Sections: RULES · End-to-End Workflow · Quick-Reference: Request Types · Retries · Streaming Responses · Common Pitfalls · Integration


RULES — Follow these with no exceptions

  1. Always build a configured base client with Req.new/1 — set base_url, receive_timeout, and default headers once, then reuse it for every call instead of re-passing options
  2. Use the non-bang Req.get/1 / Req.post/1 in application code — pattern match {:ok, %{status: _, body: _}} / {:error, _}; reserve the ! variants for scripts and tests
  3. Match status codes explicitly — handle 404, 429, and status >= 500 distinctly; never collapse every non-200 into one branch
  4. Enable retry: :transient only for idempotent requests — Req retries 5xx and network errors with backoff; never blindly retry non-idempotent writes
  5. Set an explicit receive_timeout — never rely on infinite defaults for calls to external services
  6. Stub every external call in tests with Req.Test — the suite must never hit a real API
  7. Stream large responses with into: — write to File.stream!/1 or a callback instead of loading the full payload into memory

See assets/req_client_snippets.ex for a copy-paste base client and wrapper module.

End-to-End Workflow

Follow this sequence when integrating an external API:

Step 1 — Add dependency

# mix.exs
defp deps do
  [
    {:req, "~> 0.5"}
  ]
end

Checkpoint: run mix deps.get and confirm Req compiles without errors.
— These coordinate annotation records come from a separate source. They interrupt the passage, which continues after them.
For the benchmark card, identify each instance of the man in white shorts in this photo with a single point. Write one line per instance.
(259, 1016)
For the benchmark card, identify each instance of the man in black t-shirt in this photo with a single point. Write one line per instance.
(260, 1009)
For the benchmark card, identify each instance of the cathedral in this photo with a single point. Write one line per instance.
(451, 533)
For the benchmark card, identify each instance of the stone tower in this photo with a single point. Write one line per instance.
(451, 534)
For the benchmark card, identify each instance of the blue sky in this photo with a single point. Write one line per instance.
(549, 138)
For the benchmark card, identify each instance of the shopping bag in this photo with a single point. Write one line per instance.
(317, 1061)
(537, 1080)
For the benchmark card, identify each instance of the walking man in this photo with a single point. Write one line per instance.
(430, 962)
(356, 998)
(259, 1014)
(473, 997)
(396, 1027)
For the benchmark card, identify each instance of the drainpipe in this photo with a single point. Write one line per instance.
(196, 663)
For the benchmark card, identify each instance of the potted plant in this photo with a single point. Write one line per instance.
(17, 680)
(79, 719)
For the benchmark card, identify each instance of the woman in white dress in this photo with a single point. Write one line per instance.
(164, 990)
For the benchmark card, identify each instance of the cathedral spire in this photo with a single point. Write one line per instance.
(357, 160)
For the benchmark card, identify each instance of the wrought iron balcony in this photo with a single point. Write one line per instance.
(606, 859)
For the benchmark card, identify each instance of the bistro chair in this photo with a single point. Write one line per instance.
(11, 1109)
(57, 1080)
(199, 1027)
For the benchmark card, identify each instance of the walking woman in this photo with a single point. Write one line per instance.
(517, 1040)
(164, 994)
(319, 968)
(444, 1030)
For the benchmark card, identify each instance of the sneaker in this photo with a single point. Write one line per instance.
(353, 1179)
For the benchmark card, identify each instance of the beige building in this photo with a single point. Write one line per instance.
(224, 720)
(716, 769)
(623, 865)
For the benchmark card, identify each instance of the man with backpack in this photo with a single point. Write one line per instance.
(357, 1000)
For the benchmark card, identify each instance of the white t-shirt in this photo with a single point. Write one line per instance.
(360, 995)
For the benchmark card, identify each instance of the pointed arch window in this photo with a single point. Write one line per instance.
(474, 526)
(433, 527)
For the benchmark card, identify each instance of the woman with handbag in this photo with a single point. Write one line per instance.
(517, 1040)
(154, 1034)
Step 2 — Create a configured client module

defmodule MyApp.ApiClient do
  def base_request do
    Req.new(
      base_url: Application.get_env(:my_app, :api_base_url),
      headers: [{"authorization", "Bearer #{api_token()}"}],
      receive_timeout: 30_000,
      retry: :transient
    )
  end

  def fetch_user(id) do
    case Req.get(base_request(), url: "/users/#{id}") do
      {:ok, %{status: 200, body: body}} -> {:ok, body}
      {:ok, %{status: 404}}             -> {:error, :not_found}
      {:ok, %{status: 429}}             -> {:error, :rate_limited}   # extend with additional codes as needed
      {:ok, %{status: status}} when status >= 500 -> {:error, :server_error}
      {:ok, %{status: status}}          -> {:error, {:unexpected_status, status}}
      {:error, %Mint.TransportError{reason: :timeout}} -> {:error, :timeout}
      {:error, exception}               -> {:error, Exception.message(exception)}
    end
  end

  defp api_token, do: Application.get_env(:my_app, :api_token)
end

Checkpoint: verify the module compiles with mix compile.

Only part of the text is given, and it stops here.